NSWMA forensic audit could cost millions
Local Government Minister Desmond McKenzie yesterday called for an immediate forensic audit of the problem-plagued National Solid Waste Management Authority (NSWMA), an exercise that an experienced accountant said could cost the Government millions of dollars and which could extend over several months.
Dennis Chung, who is to return as chairman of the NSWMA, told The Gleaner yesterday that the forensic audit could amount to more than $10 million if it covers a 10-year period.
"If you are looking at over the past 10 years, particularly with accounting records that have been missing because they were destroyed in the fire, you are going to be looking at something that takes a while - and it's not just one or two months," Chung said.
The fire mentioned by Chung destroyed records at the NSWMA in 2011.
The incident occurred after gunmen entered the premises, tied up a security guard, and set fire to files at the agency.
Yesterday, McKenzie said he gave instructions for the forensic audit to be done in light of concerns he has arising from a meeting at the agency when he assumed duties as minister.
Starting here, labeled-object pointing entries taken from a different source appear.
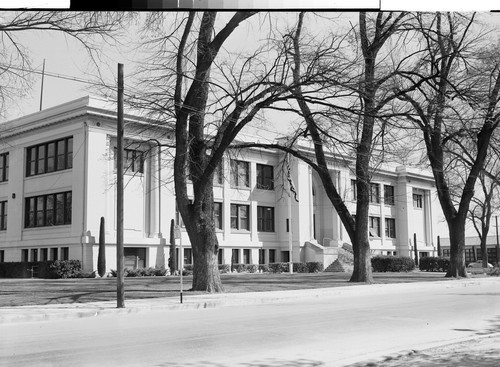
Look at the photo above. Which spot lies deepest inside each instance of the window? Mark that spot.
(188, 256)
(54, 253)
(218, 215)
(417, 201)
(4, 167)
(239, 217)
(64, 253)
(262, 256)
(48, 157)
(24, 255)
(218, 175)
(374, 226)
(235, 256)
(44, 254)
(374, 193)
(285, 256)
(34, 255)
(265, 219)
(390, 228)
(240, 174)
(3, 215)
(272, 256)
(389, 195)
(265, 177)
(48, 210)
(246, 256)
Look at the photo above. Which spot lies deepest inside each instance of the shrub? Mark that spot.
(433, 263)
(264, 268)
(65, 268)
(300, 268)
(278, 267)
(314, 267)
(392, 263)
(224, 268)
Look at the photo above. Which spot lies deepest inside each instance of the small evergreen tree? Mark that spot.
(101, 258)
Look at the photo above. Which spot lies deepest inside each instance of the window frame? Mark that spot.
(390, 227)
(4, 207)
(371, 221)
(59, 214)
(236, 177)
(389, 199)
(264, 223)
(38, 160)
(239, 217)
(374, 187)
(4, 167)
(265, 179)
(418, 201)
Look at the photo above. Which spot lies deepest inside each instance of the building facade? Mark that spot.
(58, 175)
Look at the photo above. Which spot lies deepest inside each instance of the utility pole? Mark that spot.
(120, 291)
(41, 89)
(498, 243)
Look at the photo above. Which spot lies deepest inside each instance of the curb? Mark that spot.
(206, 301)
(409, 352)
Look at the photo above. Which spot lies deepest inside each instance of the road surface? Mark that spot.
(328, 331)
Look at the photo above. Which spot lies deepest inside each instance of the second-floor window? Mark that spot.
(417, 201)
(374, 193)
(48, 157)
(265, 219)
(390, 227)
(3, 215)
(265, 177)
(240, 173)
(389, 195)
(48, 210)
(374, 226)
(218, 215)
(4, 167)
(240, 217)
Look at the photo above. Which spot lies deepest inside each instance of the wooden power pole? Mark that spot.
(120, 291)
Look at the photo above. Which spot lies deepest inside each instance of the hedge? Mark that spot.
(42, 269)
(309, 267)
(432, 263)
(392, 263)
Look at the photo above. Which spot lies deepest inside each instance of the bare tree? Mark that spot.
(209, 98)
(456, 111)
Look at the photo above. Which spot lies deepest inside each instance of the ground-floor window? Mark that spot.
(285, 256)
(54, 253)
(24, 255)
(272, 256)
(246, 256)
(134, 257)
(235, 256)
(64, 253)
(262, 256)
(34, 254)
(44, 254)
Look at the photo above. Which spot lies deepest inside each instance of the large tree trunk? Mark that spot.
(457, 249)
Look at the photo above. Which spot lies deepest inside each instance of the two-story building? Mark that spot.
(58, 178)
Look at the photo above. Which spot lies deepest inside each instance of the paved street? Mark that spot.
(331, 330)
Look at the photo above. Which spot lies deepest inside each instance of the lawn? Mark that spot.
(18, 292)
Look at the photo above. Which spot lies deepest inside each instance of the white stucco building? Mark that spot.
(58, 175)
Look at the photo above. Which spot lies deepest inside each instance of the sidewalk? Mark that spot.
(191, 302)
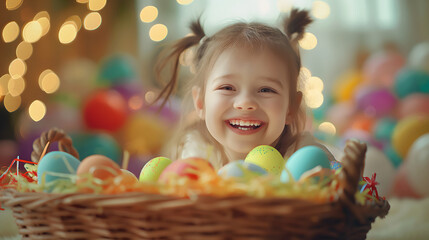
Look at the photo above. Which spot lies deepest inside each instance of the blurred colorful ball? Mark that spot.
(105, 110)
(381, 68)
(414, 104)
(407, 131)
(116, 70)
(401, 185)
(377, 162)
(383, 129)
(418, 58)
(418, 165)
(377, 102)
(411, 81)
(88, 144)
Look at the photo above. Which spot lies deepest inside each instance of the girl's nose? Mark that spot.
(245, 102)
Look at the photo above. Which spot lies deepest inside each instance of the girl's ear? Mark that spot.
(294, 109)
(198, 102)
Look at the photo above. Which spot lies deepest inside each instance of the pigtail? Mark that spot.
(295, 24)
(173, 59)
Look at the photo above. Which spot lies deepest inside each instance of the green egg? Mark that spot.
(153, 169)
(267, 158)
McKenzie's instructions for the audit to be conducted coincides with a similar call from Arlene Harrison Henry, the public defender, who completed an investigation into the March 2015 fire at the Riverton City disposal site, which seriously affected residents in the Corporate Area and St Catherine and which led to the closure of schools and many businesses.
NO AUDITED STATEMENTS
Harrison Henry, in her report, stated that under Steve Ashley's watch as then chairman of the NSWMA from December 2011 to April 2015, there were no audited statements for the authority.
"This was despite his request for same from the E.D. (executive director). The last audited financial statements for MPM (Metropolitan Parks and Markets) and WPM (Western Parks and Markets) was 2007. The then chairman accepted that the audited financial statements were 'not clean', or expressed another way, were qualified."
In a media release yesterday, McKenzie said the findings of the forensic audit he commissioned would provide the basis for a more comprehensive and systematic response to the management and operational issues confronting the NSWMA.
However, he said the public defender's report may, in the interim, serve to identify low-hanging fruits where immediate corrective measures could be pursued.
McKenzie said he would be mandating a team from his ministry to review Harrison Henry's report with a view to identifying areas where immediate corrective measures could be implemented.
In her findings, Harrison Henry pointed out that the NSWMA had failed to fulfil its legal duty to safeguard the public health of Jamaicans.
She added that from inception to 2014, the agency operated and managed the Riverton disposal facility without an environmental permit, contrary to the provisions of the Natural Resources Conservation Authority Act.